When you run, your body produces endorphins (happiness hormones) which travel to these areas in the brain and makes you feel ecstatic. Endorphins are similar to morphine, the analgesic drug that relieves pain, and is known to alleviate the likes of menstrual pain. Also, when you run, your heart becomes more efficient over a period of time, and can pump the same amount of blood in fewer beats. So your resting heart rate decreases. This signifies a decrease in the risk for atherosclerosis, sudden death or cardiovascular diseases.
Women running in India have been uncommon due to several cultural and social norms. Because of these, the health consciousness in India for women has been restricted to indoor exercises or brisk walking in parks. However, running has picked up as a recent trend in India, thanks to the numerous organized running events that have provided women with adequate security and environment to run.
Pinkathon is a running movement started by Mr. Milind Soman and Ms. Rima Sanghavi. In 2015 more than 66,000 women have participated across 8 cities in India in Pinkathon runs. The movement has raised more than Rs 60 Lacs so far towards treatment of underprivileged women with breast cancer, and has facilitated free breast screenings for thousands of women.
While women running during the events have become increasingly common, there is still a large gender gap that can be observed when it comes running in public places in India. However women who have grown up in clean environments have always seen running as a part of their lifestyle and it has been acceptable in the culture too.
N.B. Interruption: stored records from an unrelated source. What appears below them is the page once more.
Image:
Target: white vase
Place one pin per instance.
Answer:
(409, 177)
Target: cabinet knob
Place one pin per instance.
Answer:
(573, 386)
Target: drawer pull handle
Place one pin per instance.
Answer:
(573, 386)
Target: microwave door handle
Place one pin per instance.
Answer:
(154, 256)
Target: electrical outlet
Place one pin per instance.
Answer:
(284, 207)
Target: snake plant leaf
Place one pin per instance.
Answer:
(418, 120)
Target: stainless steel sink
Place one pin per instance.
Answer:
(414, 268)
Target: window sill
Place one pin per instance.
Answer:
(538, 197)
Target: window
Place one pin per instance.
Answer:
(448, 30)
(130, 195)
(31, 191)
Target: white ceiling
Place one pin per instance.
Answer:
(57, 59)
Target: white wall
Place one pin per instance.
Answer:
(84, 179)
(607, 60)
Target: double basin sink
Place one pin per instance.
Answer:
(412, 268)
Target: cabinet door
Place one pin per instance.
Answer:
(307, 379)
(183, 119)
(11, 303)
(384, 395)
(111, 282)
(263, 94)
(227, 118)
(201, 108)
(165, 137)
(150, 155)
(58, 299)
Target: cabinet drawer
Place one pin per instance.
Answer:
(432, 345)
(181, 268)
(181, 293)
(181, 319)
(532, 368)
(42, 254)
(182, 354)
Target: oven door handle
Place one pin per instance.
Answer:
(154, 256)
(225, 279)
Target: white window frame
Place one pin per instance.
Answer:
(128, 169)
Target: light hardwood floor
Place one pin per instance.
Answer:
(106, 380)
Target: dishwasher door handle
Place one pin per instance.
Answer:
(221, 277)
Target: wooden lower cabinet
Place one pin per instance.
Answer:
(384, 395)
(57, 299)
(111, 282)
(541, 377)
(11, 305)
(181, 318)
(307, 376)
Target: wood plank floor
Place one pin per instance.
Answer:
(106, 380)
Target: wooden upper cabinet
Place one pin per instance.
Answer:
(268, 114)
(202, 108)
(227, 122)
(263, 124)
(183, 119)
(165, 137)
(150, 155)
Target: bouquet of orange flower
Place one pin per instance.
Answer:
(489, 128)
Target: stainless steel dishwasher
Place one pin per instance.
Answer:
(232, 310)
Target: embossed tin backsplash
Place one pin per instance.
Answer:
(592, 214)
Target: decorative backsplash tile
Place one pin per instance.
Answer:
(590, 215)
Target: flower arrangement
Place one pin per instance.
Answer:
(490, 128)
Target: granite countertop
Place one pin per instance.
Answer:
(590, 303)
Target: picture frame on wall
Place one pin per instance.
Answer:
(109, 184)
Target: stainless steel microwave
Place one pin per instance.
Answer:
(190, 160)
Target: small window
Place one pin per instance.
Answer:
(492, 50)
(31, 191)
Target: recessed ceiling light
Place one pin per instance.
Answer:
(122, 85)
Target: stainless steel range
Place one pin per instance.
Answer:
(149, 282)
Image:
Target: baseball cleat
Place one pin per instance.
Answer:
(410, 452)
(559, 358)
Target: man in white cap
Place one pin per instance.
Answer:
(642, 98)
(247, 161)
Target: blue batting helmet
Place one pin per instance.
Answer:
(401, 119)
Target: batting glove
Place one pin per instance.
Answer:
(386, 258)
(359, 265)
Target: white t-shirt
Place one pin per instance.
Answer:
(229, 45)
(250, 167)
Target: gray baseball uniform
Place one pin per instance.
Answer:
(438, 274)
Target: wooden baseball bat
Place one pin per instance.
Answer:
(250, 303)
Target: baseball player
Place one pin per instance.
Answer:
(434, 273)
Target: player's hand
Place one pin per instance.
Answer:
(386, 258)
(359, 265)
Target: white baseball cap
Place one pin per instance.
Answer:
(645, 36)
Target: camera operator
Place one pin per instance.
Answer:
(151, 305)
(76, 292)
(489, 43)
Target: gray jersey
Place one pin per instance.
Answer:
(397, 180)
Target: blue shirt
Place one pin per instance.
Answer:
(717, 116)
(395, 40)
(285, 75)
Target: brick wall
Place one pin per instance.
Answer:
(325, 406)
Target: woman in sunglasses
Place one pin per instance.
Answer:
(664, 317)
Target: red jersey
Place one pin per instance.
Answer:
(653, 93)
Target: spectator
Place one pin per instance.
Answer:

Niharika Nel Lepcha, a 31 year old media strategist from Bangalore and a passionate runner, calls herself a pucca pahadi. She was remarkably perky after I spoke to her after a super tiring half marathon she had finished a few hours before. She thanks her genes for being a passionate runner and has honed her skill since childhood in the hills of Darjeeling.
Living in mountains, running was infused in her life style since very beginning. While sprint running for her was more for fun and recreation, marathon running has helped her learn energy management. A strict disciplinarian and a passionate sport enthusiast, Niharika runs 3 miles every morning starting at 6 am. For her, running helps her in managing her thoughts better. In her words, “There is so much music playing in my head when I run that I actually don’t need any music.” Running as a daily activity helps her organize her thoughts efficiently. A structured thoughts process during the start of the day helps in structured work-day. An integration of such structured days over the years has definitely helped Niharika in her professional success and managing her life-style in different parts of the world.
Nineteen year old Anika is a state level boxing champion from quaint city called Rhoru in Himachal Pradesh. She sees running as a quintessential activity before her practice for boxing every morning. At the age of 14, running gave her the much needed stamina and confidence to start her journey towards becoming successful sportswoman.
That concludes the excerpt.